Agile technology also allows brands to collect, process and analyse data in a responsible, safe, and real-time way, so customers can trust that their data is secure, while brands gather crucial insight on customer behaviour and preferences immediately. This is the perfect recipe to create memorable experiences for customers and can be the difference between success or failure.
But technology isn’t the be all and end all. Brands also need to think creatively, be empathetic and be human to offer customers meaningful and personal engagement. Investment in the teams that are behind the technology is crucial. They need to be multi-disciplinary teams that have a 360 view of the customer, the product and the business, so they always know how to make the most of the data they receive from customer interactions and feedback.

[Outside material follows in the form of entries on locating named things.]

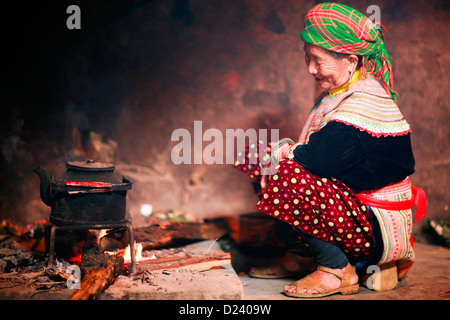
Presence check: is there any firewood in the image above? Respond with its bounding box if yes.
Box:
[70,249,124,300]
[133,219,229,250]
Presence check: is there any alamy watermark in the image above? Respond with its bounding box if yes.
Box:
[171,121,279,175]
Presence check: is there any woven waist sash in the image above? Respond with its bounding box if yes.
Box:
[357,186,427,221]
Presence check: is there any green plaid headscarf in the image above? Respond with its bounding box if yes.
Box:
[300,2,397,100]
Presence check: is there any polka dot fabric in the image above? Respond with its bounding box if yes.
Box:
[237,146,372,259]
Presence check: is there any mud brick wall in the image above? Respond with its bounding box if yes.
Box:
[0,0,450,224]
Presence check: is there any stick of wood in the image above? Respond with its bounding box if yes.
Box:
[70,255,123,300]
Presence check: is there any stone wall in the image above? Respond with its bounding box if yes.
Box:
[1,0,450,223]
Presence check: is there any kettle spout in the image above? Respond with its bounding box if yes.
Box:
[33,167,53,206]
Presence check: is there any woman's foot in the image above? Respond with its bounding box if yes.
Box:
[284,263,358,297]
[249,252,316,279]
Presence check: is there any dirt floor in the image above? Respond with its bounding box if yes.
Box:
[0,240,450,301]
[239,243,450,300]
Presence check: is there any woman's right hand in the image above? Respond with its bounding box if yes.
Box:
[261,175,269,190]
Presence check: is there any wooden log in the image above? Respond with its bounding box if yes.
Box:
[133,219,229,250]
[70,252,124,300]
[139,252,231,270]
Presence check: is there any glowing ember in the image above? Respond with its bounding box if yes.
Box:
[123,243,142,263]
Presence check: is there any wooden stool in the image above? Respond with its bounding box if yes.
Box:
[359,261,398,291]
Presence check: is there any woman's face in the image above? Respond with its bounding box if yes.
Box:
[304,43,354,91]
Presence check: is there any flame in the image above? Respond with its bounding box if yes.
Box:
[123,243,142,263]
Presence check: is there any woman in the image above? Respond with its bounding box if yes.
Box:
[236,3,424,297]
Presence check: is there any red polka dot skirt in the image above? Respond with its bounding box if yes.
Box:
[235,145,372,259]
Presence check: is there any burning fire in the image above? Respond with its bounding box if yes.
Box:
[123,243,142,263]
[105,243,147,264]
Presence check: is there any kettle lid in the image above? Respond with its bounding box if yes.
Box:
[66,160,114,171]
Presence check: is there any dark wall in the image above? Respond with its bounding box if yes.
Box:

Keeping up with the Customer
If there’s one thing brands should have learnt during the pandemic, it’s that maintaining strong relationships with their current customers should always be their priority. In times where brands are tightening purse strings, focusing on customer retention rather than acquisition will result in better returns.
The best way to build loyalty is by being in touch with customers’ needs and feelings. Ensuring messages are human, on point, and offer exactly what they’re after. Whether that’s special services, inside track information or discounts, brands can make their current customers feel cared for.
The world may never return to the way it was before the pandemic, but that doesn’t have to be bad news for customer engagement. Brands can use this time as an opportunity to future-proof by investing in the tech that will allow them to always meet changing consumer expectations and behaviour. Having the tech and teams in place to adjust quickly to change while always offering real-time, personalised communications at the right moment and on the right channel is what will set apart successful brands from the rest – in a crisis and beyond.